There are two main types of Oolong that are grown and harvested in China and Taiwan, the mainland and island tea. The next classification is the type of traditional treatment and characteristics of climate and soil. Oolongs grow high in the mountains, shrouded in fog, on the poor stony soils. The quality of tea depends on the orientation of the slope, the number of fogs during the growth and professionalism of collectors, who manually collect and sort out the tea leaves in difficult mountain conditions.

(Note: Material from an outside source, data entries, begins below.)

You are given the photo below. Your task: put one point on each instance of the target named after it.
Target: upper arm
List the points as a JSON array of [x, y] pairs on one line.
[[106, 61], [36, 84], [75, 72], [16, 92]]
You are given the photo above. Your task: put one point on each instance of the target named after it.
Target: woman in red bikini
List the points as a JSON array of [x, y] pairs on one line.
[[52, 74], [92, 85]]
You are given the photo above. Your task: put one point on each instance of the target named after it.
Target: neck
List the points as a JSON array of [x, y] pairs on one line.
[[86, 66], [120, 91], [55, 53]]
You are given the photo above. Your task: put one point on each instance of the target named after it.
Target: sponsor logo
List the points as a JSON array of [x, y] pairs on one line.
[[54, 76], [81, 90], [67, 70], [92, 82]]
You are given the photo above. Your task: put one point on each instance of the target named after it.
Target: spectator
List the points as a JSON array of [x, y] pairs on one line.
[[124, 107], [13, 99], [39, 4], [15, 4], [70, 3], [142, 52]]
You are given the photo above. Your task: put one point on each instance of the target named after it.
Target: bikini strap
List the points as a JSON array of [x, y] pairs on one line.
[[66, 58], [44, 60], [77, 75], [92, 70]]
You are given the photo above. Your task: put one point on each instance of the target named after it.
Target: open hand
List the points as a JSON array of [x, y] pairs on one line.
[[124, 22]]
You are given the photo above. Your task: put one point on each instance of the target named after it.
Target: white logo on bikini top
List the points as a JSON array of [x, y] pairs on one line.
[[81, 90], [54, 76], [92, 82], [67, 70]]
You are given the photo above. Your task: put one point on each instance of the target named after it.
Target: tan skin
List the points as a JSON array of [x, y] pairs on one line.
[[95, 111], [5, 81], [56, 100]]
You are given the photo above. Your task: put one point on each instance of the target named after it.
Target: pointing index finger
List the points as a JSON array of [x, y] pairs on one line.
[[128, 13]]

Oolong often resembles the form of twisted lumps consisting of strongly folded and compressed whole leaves. When touched, the lumps are elastic and dense. Fresh tea should be slightly shiny and have a strong fragrant. During the brewing process, the tea leaves unfold, expend and consume the entire volume of the teapot when steeped 2-3 times. Usually, Oolong brewed with water temperature of 176-194º F for 3-4 minutes. A teapot 150 ml takes about one heaped teaspoon. Expensive Oolongs can withstand multiple infusions up to 20-25 times. The fragrance of tea can vary from delicate peach tones to astringent walnut, with a corresponding color change of infusions darker with each subsequent brewing. There are varieties of oolong that color does not change and remains yellow-green, while others, originally given infusions of intense color give a pale infusion each subsequent brewing.
Oolong tea is the most diverse among Chinese teas in terms of taste and appearance . Oolong is tea-perfection conceived by Heaven and Earth.